This Day All Gods Die
- Author: Stephen R. Donaldson
- Language: English
- Series: The Gap Cycle
- Genre: Science fiction
- Publisher: Bantam Books/Spectra
- Publication date: 1996
- Publication place: United States
- Media type: Print (hardback and paperback)
- ISBN: 0-553-57328-4 (US hardback)
- OCLC: 36516362
- Preceded by: Chaos and Order

= This Day All Gods Die =

1996 novel by Stephen R. Donaldson

This Day All Gods Die, officially The Gap into Ruin: This Day All Gods Die, is a 1996 science fiction novel by the American writer Stephen R. Donaldson, being the final book of The Gap Cycle.

==Plot==

As the crippled starship Trumpet drifts in space, its drives sabotaged from within by a crewman tainted with an alien mutagen, a deadly game is being played out on a satellite near Earth in the headquarters of the UMC Police. In the wake of a suicide attack in the chambers of the Governing Council for Earth and Space, UMCP Director Warden Dios is preparing to expose the secret machinations of the Dragon, the corrupt head of the United Mining Companies. But Dios's own dangerous actions are about to come to light and may precipitate all-out war with the Amnion, leaving Dios – and all humanity – to pay a terrible price for what could be termed treason.

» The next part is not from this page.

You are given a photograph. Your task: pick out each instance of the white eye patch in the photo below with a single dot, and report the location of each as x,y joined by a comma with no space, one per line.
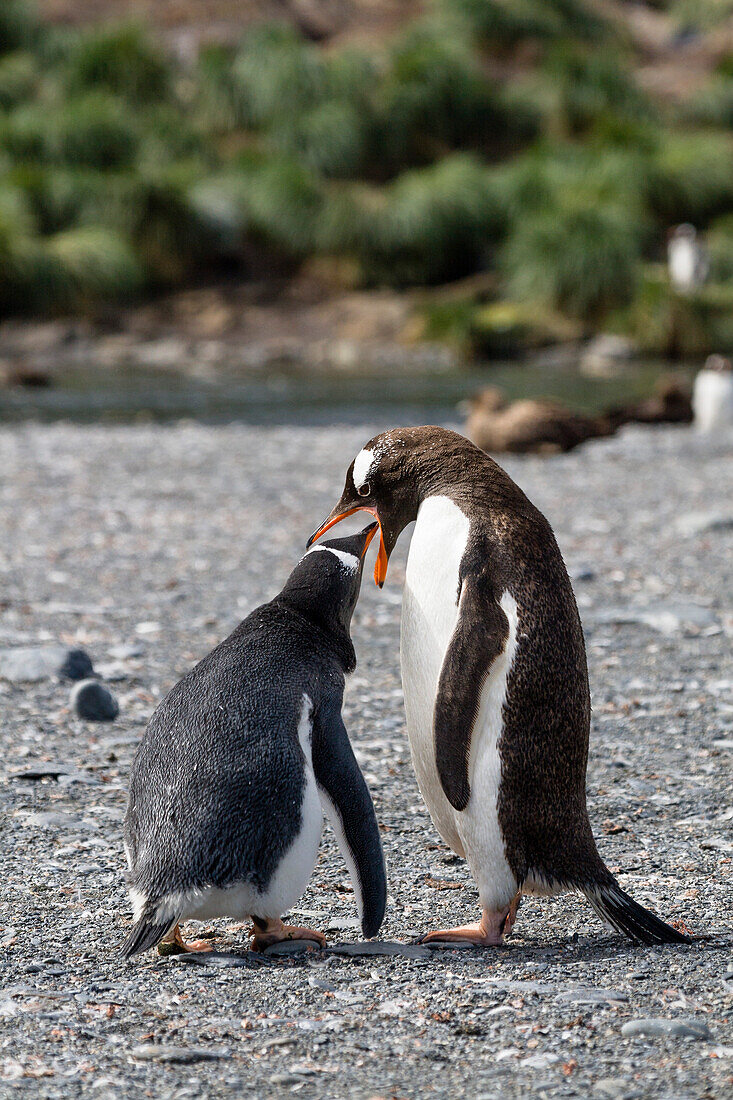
348,560
362,466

Though dead in space, Trumpet broadcasts to any ship in range the formula of the mutagen's antidote – a drug the UMC has suppressed for its own sinister purposes. A small band of battered survivors, these fugitives hold the key to Earth's future: Morn Hyland, a former UMCP cop whose obsession with the Amnion has grown so fierce she is becoming something even her son doesn't recognize; Angus Thermopyle, cyborg tool of the UMCP, released from his cybernetic enslavement and now testing the boundaries of his new freedom; Ciro Vasaczk, tormented by the damage done him by the Amnion mutagen – and by the damage he himself has done Trumpet while in thrall to the drug.

Their escape from the Calm Horizons will prove to be only a temporary triumph if the alien combat craft survives its battle with the UMCP ship Punisher and returns to the Amnion with the antidote's formula – and the key to the destruction of all human life. Morn Hyland can see just one way out of their situation. As Min Donner and Punisher close in on the disabled Trumpet to arrest the fugitives, Morn prepares for a desperate gamble. To commandeer the police craft by any means necessary... and take it back to Earth.

As Dios in Earth's orbit and Morn in deep space each make dire, far-reaching decisions, the Amnion act with swift fury, and suddenly Earth stands threatened with fiery destruction.

== Publication ==
This Day All Gods Die was the fifth and final novel in the author Stephen R. Donaldson's series The Gap Cycle. It was published on April 15, 1996, by Bantam Books/Spectra.

==Reception==
The novel received positive reviews and was described by Publishers Weekly as "a crowd-pleasing story told on a grand scale, SF adventure with a genuinely galactic feel".